On Wed, Jan 12, 2011 at 12:00 PM, <[email protected]> wrote:

>
> Came across this on Twitter this morning:
>
> http://www.smashingmagazine.com/2011/01/11/keeping-web-users-safe-by-sanitizing-input-data/
>
> Makes some good points about not relying on inputs to be safe. Personally,
> I've been using PHPIDS (http://php-ids.org/) to provide some extra
> security
> in recent projects, and it seems to be working pretty well for that. Does
> anyone on the list have experience with that library (or doing some
> bulletproof security protection in general)? The IDS project seems to do a
> good job of catching several types of XSS attacks, exploits and SQL
> injections and can be done pretty transparently if set up right.

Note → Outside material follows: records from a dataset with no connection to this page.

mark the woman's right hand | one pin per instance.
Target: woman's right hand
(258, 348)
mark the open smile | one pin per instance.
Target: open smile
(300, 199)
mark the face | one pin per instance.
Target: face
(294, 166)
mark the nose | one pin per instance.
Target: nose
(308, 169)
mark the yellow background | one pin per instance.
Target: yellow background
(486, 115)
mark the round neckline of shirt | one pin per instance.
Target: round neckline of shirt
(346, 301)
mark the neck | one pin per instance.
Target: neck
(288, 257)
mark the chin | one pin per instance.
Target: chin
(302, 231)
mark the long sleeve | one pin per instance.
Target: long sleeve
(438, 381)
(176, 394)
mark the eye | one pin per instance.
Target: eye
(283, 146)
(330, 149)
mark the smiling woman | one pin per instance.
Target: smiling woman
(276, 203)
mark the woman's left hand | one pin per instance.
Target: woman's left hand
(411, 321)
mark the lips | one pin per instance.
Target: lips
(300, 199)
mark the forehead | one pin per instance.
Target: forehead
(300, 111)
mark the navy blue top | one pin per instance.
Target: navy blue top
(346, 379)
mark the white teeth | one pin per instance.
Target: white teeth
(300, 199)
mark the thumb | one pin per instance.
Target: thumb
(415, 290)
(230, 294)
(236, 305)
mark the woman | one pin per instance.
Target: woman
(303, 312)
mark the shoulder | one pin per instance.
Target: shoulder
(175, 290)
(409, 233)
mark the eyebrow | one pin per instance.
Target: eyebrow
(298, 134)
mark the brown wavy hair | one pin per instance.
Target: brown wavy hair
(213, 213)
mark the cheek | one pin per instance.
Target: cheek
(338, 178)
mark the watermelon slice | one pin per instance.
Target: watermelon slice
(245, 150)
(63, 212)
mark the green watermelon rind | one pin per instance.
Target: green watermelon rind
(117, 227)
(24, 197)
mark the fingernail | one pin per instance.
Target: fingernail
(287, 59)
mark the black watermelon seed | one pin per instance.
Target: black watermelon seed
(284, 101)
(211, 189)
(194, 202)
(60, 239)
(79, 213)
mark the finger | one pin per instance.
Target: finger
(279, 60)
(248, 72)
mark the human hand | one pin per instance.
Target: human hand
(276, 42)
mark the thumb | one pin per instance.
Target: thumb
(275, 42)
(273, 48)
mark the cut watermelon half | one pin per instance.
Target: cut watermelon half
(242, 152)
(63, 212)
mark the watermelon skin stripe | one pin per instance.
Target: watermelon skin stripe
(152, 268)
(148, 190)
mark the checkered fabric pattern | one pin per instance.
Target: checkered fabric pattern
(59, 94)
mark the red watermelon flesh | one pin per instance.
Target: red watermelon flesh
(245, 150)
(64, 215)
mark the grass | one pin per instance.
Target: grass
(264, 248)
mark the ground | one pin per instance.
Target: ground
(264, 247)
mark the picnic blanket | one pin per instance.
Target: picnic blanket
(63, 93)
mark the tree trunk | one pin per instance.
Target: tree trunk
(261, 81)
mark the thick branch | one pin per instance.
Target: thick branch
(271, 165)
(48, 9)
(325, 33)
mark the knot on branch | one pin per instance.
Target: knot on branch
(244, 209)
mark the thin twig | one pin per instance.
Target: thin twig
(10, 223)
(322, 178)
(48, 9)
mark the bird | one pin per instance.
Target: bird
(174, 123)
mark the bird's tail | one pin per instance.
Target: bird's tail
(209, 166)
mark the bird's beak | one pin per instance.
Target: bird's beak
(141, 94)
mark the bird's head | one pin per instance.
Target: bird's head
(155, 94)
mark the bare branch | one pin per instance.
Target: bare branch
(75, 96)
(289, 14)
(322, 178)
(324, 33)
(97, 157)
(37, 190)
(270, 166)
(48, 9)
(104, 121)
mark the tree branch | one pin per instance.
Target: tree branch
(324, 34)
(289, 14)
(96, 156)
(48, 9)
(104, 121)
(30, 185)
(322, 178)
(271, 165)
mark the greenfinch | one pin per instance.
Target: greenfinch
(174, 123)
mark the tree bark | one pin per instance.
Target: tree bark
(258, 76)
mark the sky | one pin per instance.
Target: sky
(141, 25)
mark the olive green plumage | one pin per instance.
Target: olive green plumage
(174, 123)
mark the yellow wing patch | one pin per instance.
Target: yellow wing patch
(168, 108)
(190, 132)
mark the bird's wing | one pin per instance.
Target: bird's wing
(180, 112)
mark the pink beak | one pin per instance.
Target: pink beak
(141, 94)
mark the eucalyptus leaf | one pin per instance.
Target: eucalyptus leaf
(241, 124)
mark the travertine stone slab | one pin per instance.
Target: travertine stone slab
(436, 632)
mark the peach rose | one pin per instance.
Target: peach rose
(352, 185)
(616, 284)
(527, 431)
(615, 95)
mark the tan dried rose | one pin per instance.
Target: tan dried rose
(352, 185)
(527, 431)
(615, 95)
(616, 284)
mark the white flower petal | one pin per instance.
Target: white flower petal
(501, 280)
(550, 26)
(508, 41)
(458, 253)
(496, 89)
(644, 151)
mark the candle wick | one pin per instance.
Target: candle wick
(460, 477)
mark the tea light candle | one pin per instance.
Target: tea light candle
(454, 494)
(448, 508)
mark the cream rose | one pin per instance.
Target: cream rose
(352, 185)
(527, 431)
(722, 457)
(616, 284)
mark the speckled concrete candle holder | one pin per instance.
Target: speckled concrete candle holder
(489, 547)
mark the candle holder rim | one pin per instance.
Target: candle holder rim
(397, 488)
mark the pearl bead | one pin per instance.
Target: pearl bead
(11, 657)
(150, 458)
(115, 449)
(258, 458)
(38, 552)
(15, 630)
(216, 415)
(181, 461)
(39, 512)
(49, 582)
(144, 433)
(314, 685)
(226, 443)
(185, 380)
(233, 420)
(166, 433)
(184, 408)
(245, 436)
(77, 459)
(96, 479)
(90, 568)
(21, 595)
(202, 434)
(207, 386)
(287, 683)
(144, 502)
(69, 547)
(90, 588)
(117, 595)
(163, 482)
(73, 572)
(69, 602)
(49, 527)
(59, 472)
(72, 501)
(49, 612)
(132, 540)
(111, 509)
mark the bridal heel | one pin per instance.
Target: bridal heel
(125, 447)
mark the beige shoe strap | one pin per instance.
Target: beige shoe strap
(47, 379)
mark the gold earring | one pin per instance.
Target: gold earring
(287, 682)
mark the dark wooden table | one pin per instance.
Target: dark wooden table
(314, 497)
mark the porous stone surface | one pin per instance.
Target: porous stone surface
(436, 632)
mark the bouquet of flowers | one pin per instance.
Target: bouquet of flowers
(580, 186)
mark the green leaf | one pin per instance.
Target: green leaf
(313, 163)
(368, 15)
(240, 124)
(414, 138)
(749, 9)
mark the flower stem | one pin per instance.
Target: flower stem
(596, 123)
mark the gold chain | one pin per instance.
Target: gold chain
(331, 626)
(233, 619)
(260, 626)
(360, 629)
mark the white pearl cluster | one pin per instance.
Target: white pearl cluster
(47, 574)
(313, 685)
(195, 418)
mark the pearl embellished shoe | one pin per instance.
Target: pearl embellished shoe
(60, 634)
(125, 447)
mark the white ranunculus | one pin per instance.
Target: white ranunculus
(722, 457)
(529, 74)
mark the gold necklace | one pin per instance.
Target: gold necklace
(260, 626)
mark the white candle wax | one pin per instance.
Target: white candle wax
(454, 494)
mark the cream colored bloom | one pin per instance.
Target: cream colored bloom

But, it's
> not perfect -- it seems to occasionally think one of the auto-generated
> cookies coming from Chrome is an attack, and it may be overkill for some
> projects that don't have a lot of public facing interfaces.
>
>
> ------------------------------
>


  We have been using php-ids at work for the past couple of weeks, and are
having the same issues with some cookies being tagged as possible attacks.
With a little bit of tweaking we created a list of names and values that it
should not log, and that seems to work really well.  We were especially
having problems with cookies from Google Analytics.

  I learned about php-ids by reading the OWASP web site and its list of the
top 5 PHP security problems - very good reading if you haven't seen it
before:

http://www.owasp.org/index.php/PHP_Top_5

  Let us know how php-ids turns out for you.